Она немного пришла в себя, когда почувствовала, как кто-то подхватил ее на руки и помчался в сторону выхода. Как только они вместе с неизвестным спасителем оказались в коридоре, последовала быстрая, но весьма грубая и болезненная аппарация. Трис впервые за долгое время почувствовала, как желчь подступила к горлу от перемещения, но все равно упрямо не отпускала футболки человека, который укачивал ее, словно маленького несмышленого ребенка, который прибежал к родителям — искать спасения от кошмаров. Беллатриса бессвязно звала отца и шептала путанные слова благодарности, ее руки жили отдельной жизнью — тянули жесткую ткань чужой одежды, цеплялись за руки и шею, до синяков сжимали крепкие плечи.
— Тише, Трис, успокойся, все хорошо, все будет хорошо, — успокаивающе произнесли где-то над головой подозрительно знакомым голосом Тедди Люпина. Трис наградила его коротким взглядом, но не увидела ничего, кроме смазанных черт.

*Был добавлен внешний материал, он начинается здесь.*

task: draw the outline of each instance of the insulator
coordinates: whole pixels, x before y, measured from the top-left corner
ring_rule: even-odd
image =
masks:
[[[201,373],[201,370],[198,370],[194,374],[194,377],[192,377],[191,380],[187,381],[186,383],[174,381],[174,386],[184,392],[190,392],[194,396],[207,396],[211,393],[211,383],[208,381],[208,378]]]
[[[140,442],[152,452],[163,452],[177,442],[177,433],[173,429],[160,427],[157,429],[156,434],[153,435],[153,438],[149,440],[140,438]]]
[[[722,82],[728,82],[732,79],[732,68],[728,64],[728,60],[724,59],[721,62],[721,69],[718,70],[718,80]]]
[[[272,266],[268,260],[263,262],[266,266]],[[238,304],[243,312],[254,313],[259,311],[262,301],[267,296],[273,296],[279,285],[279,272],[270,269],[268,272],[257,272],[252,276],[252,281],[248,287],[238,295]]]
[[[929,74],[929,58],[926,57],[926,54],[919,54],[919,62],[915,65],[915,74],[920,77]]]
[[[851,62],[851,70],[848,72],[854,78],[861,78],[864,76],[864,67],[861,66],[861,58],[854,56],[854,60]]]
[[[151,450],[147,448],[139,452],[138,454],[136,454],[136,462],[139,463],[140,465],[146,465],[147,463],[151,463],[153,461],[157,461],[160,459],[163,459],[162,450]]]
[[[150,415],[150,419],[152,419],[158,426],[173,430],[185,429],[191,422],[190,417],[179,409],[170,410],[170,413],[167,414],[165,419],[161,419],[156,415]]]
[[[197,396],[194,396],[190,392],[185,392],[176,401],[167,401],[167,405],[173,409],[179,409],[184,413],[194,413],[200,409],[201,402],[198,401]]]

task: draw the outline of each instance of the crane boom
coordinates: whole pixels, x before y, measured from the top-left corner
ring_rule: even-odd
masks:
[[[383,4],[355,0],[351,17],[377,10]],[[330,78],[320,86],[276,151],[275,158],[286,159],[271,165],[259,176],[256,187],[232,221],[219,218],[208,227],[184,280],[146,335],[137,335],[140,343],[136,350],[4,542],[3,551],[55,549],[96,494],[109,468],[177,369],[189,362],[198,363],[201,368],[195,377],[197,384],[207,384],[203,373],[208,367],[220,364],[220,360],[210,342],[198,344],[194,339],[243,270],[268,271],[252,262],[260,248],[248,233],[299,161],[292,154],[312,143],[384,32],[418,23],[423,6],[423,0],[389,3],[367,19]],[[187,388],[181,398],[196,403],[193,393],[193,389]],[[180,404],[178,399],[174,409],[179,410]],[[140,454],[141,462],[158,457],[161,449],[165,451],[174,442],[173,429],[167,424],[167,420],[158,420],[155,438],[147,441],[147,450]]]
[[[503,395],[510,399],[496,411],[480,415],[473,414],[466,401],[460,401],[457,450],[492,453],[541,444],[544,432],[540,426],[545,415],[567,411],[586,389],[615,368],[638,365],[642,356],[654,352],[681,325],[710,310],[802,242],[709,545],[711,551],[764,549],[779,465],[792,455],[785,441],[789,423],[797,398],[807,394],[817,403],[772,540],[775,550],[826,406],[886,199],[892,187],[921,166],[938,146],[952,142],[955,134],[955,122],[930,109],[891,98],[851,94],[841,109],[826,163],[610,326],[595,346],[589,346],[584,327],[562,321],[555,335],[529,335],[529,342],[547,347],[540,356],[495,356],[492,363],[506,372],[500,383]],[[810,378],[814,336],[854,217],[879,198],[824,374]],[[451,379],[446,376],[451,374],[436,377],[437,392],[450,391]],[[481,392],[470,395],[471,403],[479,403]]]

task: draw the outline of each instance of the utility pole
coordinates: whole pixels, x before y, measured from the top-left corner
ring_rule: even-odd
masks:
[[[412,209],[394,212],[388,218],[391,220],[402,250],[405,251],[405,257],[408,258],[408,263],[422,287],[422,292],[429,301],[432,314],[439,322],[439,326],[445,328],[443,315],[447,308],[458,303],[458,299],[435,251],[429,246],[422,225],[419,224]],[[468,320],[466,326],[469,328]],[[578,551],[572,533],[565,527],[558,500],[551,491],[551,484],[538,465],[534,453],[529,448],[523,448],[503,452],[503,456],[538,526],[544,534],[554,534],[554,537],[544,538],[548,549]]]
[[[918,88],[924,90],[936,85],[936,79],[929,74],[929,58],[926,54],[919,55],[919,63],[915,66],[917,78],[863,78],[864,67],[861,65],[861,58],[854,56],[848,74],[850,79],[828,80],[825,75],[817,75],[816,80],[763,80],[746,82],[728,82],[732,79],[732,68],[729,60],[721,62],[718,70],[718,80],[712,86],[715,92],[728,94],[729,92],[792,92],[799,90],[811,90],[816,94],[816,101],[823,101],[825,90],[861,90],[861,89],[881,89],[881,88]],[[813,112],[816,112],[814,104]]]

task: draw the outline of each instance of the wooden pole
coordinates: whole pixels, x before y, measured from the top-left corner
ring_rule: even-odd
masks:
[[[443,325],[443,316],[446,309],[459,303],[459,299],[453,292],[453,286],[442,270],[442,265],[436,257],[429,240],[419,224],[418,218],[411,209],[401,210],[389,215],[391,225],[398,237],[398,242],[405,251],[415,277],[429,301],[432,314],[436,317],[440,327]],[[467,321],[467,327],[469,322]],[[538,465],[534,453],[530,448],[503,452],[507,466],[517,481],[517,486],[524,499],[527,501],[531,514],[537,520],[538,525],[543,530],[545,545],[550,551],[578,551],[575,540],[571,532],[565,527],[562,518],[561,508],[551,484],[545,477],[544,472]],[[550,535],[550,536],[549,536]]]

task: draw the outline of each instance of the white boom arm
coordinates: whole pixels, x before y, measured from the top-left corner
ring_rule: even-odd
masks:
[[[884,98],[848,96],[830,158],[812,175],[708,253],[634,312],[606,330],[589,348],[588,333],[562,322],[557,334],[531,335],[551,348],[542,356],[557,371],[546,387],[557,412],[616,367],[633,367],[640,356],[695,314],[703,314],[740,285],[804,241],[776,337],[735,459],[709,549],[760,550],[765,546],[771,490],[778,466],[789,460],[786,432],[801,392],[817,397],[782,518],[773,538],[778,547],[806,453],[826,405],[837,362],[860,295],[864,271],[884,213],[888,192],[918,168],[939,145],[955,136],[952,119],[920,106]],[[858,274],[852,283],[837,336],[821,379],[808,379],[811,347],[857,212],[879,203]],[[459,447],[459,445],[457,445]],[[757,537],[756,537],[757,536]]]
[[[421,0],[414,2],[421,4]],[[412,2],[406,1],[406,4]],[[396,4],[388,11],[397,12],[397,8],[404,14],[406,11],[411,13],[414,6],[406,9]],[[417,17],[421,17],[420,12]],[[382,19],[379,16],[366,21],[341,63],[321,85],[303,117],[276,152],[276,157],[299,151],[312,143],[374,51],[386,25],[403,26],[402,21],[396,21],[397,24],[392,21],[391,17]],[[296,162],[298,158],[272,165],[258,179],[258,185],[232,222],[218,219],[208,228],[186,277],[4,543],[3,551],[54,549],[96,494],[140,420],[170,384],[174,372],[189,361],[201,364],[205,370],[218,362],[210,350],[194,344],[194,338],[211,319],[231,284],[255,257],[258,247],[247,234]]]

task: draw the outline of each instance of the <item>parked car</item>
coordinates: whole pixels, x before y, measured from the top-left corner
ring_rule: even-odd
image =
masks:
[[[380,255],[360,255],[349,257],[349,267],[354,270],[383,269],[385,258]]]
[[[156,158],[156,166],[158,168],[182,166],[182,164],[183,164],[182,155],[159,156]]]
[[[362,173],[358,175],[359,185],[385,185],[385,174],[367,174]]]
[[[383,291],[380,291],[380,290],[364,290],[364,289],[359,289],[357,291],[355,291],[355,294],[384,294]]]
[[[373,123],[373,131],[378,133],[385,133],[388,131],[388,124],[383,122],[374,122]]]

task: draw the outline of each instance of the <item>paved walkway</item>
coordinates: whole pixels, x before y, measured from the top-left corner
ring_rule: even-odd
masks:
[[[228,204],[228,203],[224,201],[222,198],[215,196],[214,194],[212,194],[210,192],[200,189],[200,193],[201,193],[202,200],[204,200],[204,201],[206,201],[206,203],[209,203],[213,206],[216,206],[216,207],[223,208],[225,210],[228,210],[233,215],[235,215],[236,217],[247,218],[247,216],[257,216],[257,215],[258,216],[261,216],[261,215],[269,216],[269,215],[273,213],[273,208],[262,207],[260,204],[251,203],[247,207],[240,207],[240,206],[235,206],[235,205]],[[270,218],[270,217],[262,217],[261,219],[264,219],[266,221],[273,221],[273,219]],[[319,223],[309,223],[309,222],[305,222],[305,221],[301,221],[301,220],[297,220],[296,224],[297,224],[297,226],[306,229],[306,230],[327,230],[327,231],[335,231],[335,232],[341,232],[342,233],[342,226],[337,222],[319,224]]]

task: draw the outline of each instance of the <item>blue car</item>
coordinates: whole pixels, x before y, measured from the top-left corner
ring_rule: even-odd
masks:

Особенно резким пятном выделялась чуть кудрявая белоснежная шапка волос. — Ты меня слышишь? Беллз? Мистер Малфой! Слава Мерлину! Скорее, мне кажется, у нее сильная контузия! — взбудоражено крикнул Тедд уже куда-то в сторону, а у Беллатрисы, казалось, на мгновение перехватило дыхание.
— У нее обычный шок, Люпин, надо лучше учить теорию, — как обычно, надменно фыркнул мужчина ледяным тоном, а затем девушка увидела столь родное и дорогое сердце лицо. В этом мире у Драко Малфоя были коротко подстриженные волосы, высокомерный взгляд присыпанных пеплом глаз и неизменный хирургический костюм, на этот раз траурного черного цвета, почти в тон случившейся катастрофе. Беллатриса не сразу поняла, почему внезапно смолк голос колмедика и почему его лицо приобрело столь озадаченное, если не шокированное выражение.
Поттер тянула к нему раскрытые руки. Впервые за последний месяц из глаз нескончаемым потоком вырвались горячие слезы, из-за тоски по отцу, братьям, сестре и самому мистеру Малфою, из-за бесконечной усталости, страха и глухого отчаяния, которые волшебница испытала за все это время. Удушающая паника Беллатрисы отступила только тогда, когда крестный отец Альбуса наложил на нее отвлекающие и сонные чары, а затем вколол совершенно маггловским способом сильное успокоительное. Кажется, она даже уснула, крепко вцепившись тренированными в квиддиче пальцами в светлые волосы Драко. Когда Поттер пришла в себя, возле нее осунувшейся и уставшей тенью дремал Джеймс, неловко примостившись в узком кресле. Беллатриса неловко поднялась с кровати, собрала в хвост волосы, накинула на старшего брата тонкую простыню, взяла с тумбочки свою палочку и вышла из палаты. Внутри была пугающая пустота. Словно под империусом, она подошла к одной из санитарок и спросила, где она может найти кого-нибудь из своей семьи. Женщина только как-то непонятно покачала головой, наградила волшебницу скорбным взглядом и указала в сторону уже знакомого крыла обскуров. Пройдя нужный поворот, Белла снова наткнулась на работников Святого Мунго, которые и проводили ее до нужной палаты и коротко прояснили ситуацию.
«Синдром скрытого обскуризма с раннего возраста, шансов катастрофически мало».